Luggage.  Travel as light as possible consistent with comfort. The saddle bag you see on my bike held everything. Two pairs of underclothes and socks which were washed out alternatively in the evenings (you can always buy new on the way) and a lightweight pair of slacks and shirt to feel civilized in the evenings.  Shoes can be a problem as you can feel a bit of a dork walking into the local pub with cycling shoes and lugging around a separate pair just adds weight and takes up a lot of room.  I used traditional black leather cycling shoes that looked fine in the evenings, with no pedal cleats.  

Tyres.  The potential for punctures to slow progress was something that concerned us and so we fitted both cycles with puncture resistant tyres, in my case Schwalbe Marathon Plus. I have to say that I find them harsh to ride and the road holding iffy in the wet, but you can't argue with the results. On the second day I managed to ride directly over a broken beer bottle without so much as a cut on the tread.  All I can add is that they are still on the bike..

Mudguards. This is the UK. Unless you are very lucky, it will rain at some point! I simply don't get touring without having mudguards fitted. Even if you don't mind the discomfort yourself, consider your cycling companions. It's no fun being constantly sprayed with muddy water. 

Accommodation   I strongly recommend that you pre-book accommodation. It gives you a plan and target for the day and will avoid wasting a lot of time at the end of a tiring day looking for somewhere for which you end up paying top price. Do make sure you have clear directions to each. I made some assumptions about addresses which resulted us having to double back a couple of times, having ridden straight past our stop.

Getting home.  At the end of the trip we stayed over night in Wick before catching the Wick to Inverness train and then Easy Jet flights back to London for Steve and Bristol for me, about £45 per head. We dropped the bikes off at a local bike shop, Highland Bikes. 29-31 Shore Street, Inverness. IV1 1NG.  01463 234789 who run a courier service for £35 that returned the bikes back to our respective addresses. Both bikes turned up well packed, undamaged just two days later.

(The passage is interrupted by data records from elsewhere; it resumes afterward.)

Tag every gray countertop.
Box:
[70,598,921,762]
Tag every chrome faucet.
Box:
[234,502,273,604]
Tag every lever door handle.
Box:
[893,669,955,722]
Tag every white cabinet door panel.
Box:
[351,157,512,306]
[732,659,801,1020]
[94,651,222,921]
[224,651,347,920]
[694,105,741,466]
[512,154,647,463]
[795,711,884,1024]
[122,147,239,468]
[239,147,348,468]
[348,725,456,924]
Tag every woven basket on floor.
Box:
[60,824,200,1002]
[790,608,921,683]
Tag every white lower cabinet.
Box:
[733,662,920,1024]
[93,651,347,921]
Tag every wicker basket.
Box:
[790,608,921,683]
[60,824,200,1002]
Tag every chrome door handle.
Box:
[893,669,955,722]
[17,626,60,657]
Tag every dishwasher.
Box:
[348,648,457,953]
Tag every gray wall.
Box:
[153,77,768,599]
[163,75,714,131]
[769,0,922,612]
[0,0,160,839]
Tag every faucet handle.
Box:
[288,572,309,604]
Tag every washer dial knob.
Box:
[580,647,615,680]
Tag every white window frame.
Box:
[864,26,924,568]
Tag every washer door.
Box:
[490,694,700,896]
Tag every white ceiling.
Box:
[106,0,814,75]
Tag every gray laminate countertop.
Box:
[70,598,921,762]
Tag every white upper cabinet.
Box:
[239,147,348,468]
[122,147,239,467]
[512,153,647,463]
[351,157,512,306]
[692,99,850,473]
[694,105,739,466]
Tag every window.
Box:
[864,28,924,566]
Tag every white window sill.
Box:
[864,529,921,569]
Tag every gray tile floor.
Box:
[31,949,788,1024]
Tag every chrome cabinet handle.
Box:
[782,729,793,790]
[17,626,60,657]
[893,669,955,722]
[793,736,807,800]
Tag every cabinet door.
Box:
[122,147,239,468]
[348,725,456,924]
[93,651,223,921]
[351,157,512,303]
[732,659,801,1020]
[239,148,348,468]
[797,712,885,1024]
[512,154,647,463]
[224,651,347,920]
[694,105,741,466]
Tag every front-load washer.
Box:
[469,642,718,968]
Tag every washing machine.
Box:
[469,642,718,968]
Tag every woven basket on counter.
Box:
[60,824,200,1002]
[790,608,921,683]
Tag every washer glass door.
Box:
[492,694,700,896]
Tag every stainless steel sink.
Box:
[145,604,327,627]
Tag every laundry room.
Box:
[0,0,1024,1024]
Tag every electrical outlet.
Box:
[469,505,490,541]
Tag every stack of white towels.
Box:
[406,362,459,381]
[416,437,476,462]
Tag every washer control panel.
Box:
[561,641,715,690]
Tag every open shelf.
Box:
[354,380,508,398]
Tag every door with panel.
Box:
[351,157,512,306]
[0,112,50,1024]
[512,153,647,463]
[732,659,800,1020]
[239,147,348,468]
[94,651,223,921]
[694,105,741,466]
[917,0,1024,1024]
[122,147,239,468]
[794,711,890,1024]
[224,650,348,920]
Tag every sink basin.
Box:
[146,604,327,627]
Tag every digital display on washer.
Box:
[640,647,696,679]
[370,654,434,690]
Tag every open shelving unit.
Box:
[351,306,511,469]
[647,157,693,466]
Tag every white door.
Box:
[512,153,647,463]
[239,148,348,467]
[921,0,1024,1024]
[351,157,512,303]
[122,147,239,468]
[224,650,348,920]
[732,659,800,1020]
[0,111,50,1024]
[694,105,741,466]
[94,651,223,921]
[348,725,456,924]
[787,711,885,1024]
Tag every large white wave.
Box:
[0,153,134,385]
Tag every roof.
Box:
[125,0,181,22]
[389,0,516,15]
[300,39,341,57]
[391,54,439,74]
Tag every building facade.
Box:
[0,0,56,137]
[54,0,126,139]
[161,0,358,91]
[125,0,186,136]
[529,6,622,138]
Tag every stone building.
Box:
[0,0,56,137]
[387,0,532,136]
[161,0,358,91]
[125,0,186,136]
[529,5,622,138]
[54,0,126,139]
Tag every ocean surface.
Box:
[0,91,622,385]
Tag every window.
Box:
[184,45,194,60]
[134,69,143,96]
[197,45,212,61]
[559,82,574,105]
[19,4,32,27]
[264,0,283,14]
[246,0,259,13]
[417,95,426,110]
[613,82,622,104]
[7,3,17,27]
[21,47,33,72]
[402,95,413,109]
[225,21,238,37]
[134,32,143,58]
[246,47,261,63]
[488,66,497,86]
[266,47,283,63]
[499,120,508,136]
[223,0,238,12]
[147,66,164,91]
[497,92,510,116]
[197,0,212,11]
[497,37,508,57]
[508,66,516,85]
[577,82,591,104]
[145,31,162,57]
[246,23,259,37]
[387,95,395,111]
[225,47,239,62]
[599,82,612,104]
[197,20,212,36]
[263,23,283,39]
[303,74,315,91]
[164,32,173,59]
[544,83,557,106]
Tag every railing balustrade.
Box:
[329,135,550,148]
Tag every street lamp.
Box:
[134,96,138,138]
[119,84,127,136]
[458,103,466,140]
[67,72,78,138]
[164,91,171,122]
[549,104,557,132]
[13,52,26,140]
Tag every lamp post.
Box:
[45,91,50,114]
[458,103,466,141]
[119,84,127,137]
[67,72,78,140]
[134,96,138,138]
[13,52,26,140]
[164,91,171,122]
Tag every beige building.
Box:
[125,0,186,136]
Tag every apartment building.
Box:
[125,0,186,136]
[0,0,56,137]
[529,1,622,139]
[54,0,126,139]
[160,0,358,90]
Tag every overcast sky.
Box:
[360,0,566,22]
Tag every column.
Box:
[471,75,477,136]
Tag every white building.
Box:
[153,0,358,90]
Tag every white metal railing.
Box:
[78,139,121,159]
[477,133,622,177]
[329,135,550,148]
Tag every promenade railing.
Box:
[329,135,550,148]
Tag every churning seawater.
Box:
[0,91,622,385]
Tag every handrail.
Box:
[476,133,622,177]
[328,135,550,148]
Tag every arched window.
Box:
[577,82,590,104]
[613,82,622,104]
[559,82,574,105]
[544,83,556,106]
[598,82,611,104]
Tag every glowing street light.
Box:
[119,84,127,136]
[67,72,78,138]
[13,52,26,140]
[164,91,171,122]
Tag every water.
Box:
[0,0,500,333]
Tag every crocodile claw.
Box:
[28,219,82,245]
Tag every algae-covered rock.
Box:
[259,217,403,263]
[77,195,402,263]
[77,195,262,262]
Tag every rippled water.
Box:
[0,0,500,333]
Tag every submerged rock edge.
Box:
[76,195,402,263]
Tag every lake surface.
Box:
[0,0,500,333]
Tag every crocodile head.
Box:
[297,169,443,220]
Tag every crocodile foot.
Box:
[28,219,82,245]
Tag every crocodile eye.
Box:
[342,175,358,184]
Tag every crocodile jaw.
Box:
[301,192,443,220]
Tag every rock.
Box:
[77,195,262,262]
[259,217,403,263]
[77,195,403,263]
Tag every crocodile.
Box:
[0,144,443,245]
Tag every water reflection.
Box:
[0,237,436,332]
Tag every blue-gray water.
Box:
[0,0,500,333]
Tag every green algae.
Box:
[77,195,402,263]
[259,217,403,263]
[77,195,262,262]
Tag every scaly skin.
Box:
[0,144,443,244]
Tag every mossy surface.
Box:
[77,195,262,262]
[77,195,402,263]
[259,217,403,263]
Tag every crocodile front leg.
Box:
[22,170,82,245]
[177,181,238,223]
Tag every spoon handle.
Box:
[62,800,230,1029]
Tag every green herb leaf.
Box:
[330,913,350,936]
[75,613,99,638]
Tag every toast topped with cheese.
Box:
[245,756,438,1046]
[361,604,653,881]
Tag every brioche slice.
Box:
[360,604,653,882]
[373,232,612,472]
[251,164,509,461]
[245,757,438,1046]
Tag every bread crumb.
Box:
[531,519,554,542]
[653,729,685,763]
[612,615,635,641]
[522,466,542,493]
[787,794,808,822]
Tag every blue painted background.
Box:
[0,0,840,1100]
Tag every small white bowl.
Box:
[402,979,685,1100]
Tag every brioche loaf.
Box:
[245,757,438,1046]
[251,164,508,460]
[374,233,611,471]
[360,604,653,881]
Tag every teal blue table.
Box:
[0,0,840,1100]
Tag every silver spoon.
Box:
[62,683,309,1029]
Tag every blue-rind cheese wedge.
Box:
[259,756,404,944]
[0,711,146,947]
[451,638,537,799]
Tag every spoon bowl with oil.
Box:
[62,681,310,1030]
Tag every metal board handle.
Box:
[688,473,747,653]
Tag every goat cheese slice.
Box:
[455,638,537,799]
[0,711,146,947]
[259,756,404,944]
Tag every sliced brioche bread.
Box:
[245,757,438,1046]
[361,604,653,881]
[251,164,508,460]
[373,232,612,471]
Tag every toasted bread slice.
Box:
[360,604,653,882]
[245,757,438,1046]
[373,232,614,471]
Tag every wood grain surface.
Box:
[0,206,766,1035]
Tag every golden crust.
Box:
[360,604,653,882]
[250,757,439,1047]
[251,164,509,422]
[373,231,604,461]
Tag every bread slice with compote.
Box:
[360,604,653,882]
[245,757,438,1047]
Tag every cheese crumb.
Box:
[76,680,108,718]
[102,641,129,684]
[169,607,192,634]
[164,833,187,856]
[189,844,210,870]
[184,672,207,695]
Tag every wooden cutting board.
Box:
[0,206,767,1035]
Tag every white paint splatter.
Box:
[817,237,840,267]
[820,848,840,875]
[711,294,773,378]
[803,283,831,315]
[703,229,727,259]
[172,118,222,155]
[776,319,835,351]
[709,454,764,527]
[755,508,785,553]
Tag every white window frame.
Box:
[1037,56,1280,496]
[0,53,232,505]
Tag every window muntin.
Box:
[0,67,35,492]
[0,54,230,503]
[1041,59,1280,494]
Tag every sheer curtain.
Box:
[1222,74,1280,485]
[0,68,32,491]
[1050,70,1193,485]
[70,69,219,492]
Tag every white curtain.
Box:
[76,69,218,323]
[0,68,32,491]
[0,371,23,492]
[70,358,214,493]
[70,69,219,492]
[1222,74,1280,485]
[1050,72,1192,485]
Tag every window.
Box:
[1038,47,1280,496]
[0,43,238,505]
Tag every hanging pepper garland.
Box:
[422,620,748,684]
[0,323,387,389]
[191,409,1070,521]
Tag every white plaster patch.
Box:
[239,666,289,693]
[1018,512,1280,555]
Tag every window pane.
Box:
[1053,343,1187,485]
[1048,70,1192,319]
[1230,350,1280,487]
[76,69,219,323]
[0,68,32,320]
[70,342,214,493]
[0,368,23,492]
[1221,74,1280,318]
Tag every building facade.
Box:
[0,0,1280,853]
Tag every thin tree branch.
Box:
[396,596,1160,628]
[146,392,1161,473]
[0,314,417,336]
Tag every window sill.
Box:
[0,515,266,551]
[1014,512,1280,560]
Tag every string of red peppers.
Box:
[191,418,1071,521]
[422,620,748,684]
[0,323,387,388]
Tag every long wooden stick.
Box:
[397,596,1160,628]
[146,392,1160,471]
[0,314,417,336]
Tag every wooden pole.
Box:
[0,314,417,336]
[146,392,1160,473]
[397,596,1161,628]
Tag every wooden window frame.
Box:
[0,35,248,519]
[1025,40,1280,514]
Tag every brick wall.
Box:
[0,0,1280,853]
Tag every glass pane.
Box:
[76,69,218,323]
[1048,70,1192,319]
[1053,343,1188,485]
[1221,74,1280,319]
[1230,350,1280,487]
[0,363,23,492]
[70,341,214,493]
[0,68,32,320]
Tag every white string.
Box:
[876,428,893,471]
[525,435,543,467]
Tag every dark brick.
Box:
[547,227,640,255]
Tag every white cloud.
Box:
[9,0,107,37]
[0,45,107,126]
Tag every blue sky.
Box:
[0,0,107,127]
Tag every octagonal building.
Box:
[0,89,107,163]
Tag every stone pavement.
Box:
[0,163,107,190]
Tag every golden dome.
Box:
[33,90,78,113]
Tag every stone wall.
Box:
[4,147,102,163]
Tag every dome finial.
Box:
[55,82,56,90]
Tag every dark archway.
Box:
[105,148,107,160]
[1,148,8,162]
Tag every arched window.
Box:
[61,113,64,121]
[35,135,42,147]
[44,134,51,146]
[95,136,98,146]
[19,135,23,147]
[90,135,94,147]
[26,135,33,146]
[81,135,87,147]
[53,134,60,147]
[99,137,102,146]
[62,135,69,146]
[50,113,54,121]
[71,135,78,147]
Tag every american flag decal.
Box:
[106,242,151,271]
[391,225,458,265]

The Wick to Inverness train journey is a joy, going north first to Thurso and then back south to Inverness. What looks a short trip actually takes 4 hours through wonderful scenery. I recommend booking in advance as room for bikes can be limited, and even if you have booked make sure you get there early as the station is unmanned so its first come, first served.  I think the cost was £6 per head, including bike. Brilliant.

Hope you enjoy our blog. (I haven't worked out how to reverse the sequence of blogs, so you need to scroll right down to the first day.)